Winter months are fast approaching and it is important for seniors to stay active, especially those with arthritis. Exercise helps to reduce joint pain as well as stiffness when it comes to performing everyday tasks. It also helps to improve muscle strength and flexibility. Here are some easy warm-up, strengthening, and aerobic exercises for seniors with arthritis that can be done during those cold months to keep arthritis from worsening due to limited activity.
Stretching exercises are the most important of all exercises when it comes to those with arthritis. These exercises are good for warm-ups and help your body to relax and release tension. They should be done before strengthening and aerobic exercises.
Chest, Upper Back, and Arm Stretch: Stand straight, resting your arms at your sides. While keeping straight, interlock your hands behind your back. Gently try and squeeze your shoulders toward the middle of your back. You should feel stretching in the chest, upper back, and arms. Slowly make a forward circle with your shoulders and reverse for a backward circle keeping your hands interlocked. Okay, now relax. Repeat.
Neck Stretch: Sit on a chair or stand with your back straight. Slowly move your right ear as close to your right shoulder as you can, staying straight and without moving your shoulders. Repeat on the left side.
Quad, Hip, and Knee Stretch: Using a wall for support, stand and place your right hand on the wall. Fold your left leg back and grab your foot with your left hand. Now, pull your foot toward your buttocks keeping your tummy tight. Let go of your foot, relax, and switch to the opposite arm and leg.

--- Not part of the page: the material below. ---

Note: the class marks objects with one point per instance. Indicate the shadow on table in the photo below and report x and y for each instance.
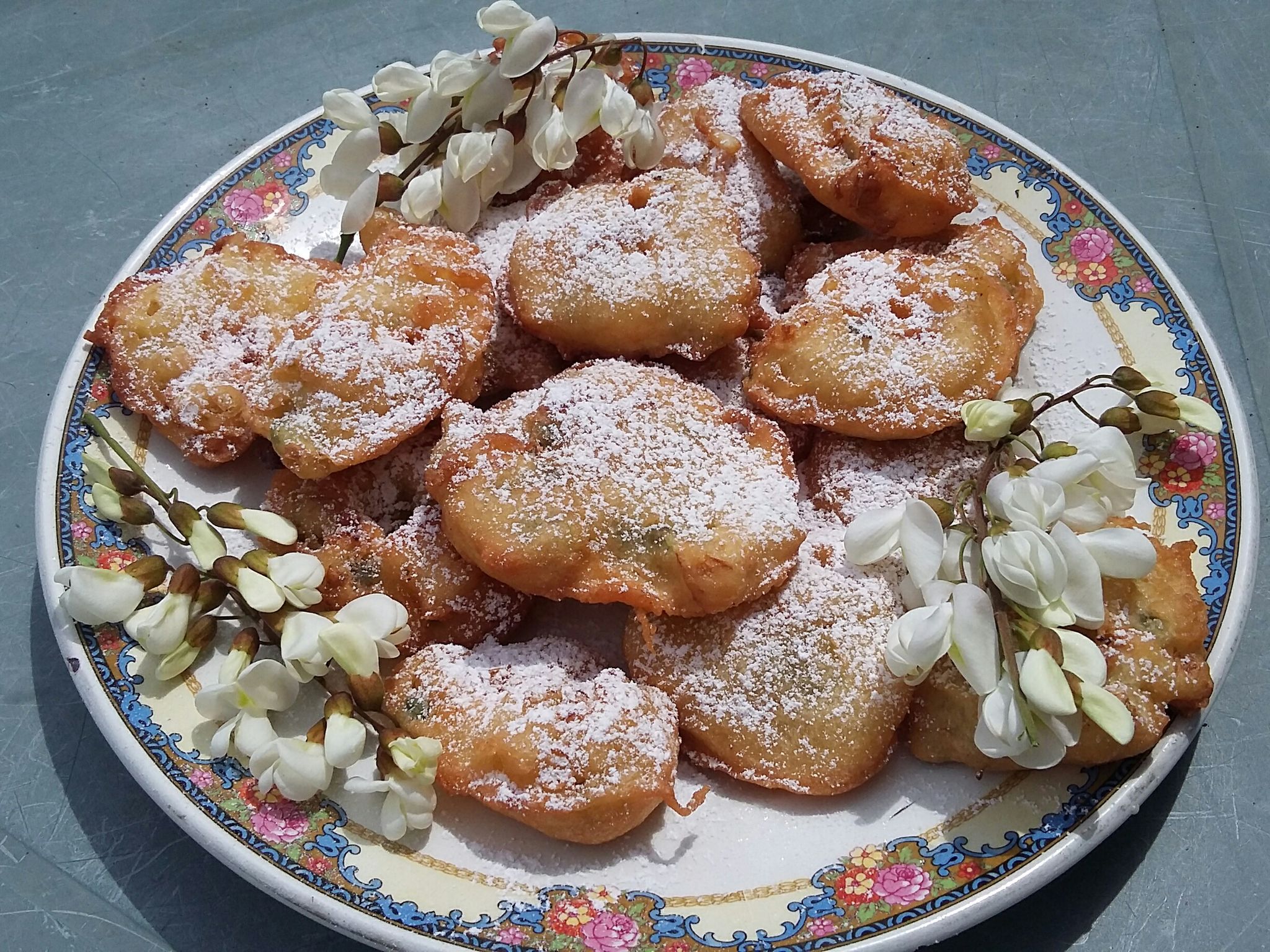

Laying Stretch: Lie down with your back on a mat or carpet. Bend your knees. Bring the right knee to your chest by using your arms to pull the knee. Keep the left foot on the floor with your knee still bent. Release and lower the right leg and repeat with the left.
Strengthening is also important when it comes to those with arthritis because muscles help take stress off the joints. Strengthening exercises should be done after a warm-up or stretching.
Hand Exercise: Put both hands in front of you, thumbs pointing towards your face. While keeping your wrists straight and fingers together, fold your fingertips down towards the top of your palm. Slowly raise your fingers back up, and repeat. Be sure to keep your hands relaxed while performing this exercise.
Bicep Curls: Sitting in a chair with your back straight and your upper arms close to your side and one weight in your right hand, bend at the elbow and bring the weight up towards your shoulder. Lower to starting position and repeat with left arm. Tip: If you do not have a weight, try using a water bottle or canned food.
Half-way Squats: Stand with your feet about two feet apart. With your back straight, bend your knees and lower your buttocks until your knees go past your feet (with a regular squat thighs are parallel to the floor). Raise yourself up to starting position, and repeat.
Tricep Strengthening: Sit up straight in a chair or stand. Grab a weight with both hands. Put weight behind your head with your elbows pointing up towards the ceiling. Raise the weight over your head and then lower it behind the head without touching the neck. Repeat.
Along with stretching and strengthening exercises, cardio vascular (aerobic) exercise is also important for those suffering with arthritis. Water exercise is increasing in popularity and is excellent for those with arthritis because water supports body weight and lessens stress on joints. During the winter, water exercise can be done in an indoor pool or hot tub.
Water aerobics: Stand up straight in the water with your arms at your sides and slightly bent, with both feet firmly planted on the pool bottom (water should be anywhere from chest to waist deep). Walk around the pool making sure that with each step you first plant your heel, then the ball of your foot. Continue for 15-30 minutes.
If you’re not a water person, dress up in the proper attire, and go outside or to a gym for a 30 minute walk.
It is important to have a routine work-out schedule that includes stretching, strengthening, and cardio, but you should always check with your doctor before performing any exercise. Exercise can be beneficial to seniors with arthritis, especially during cold months when activity usually hits a minimum. These exercises will get your blood pumping and reduce pain caused by arthritis without being too strenuous on the body.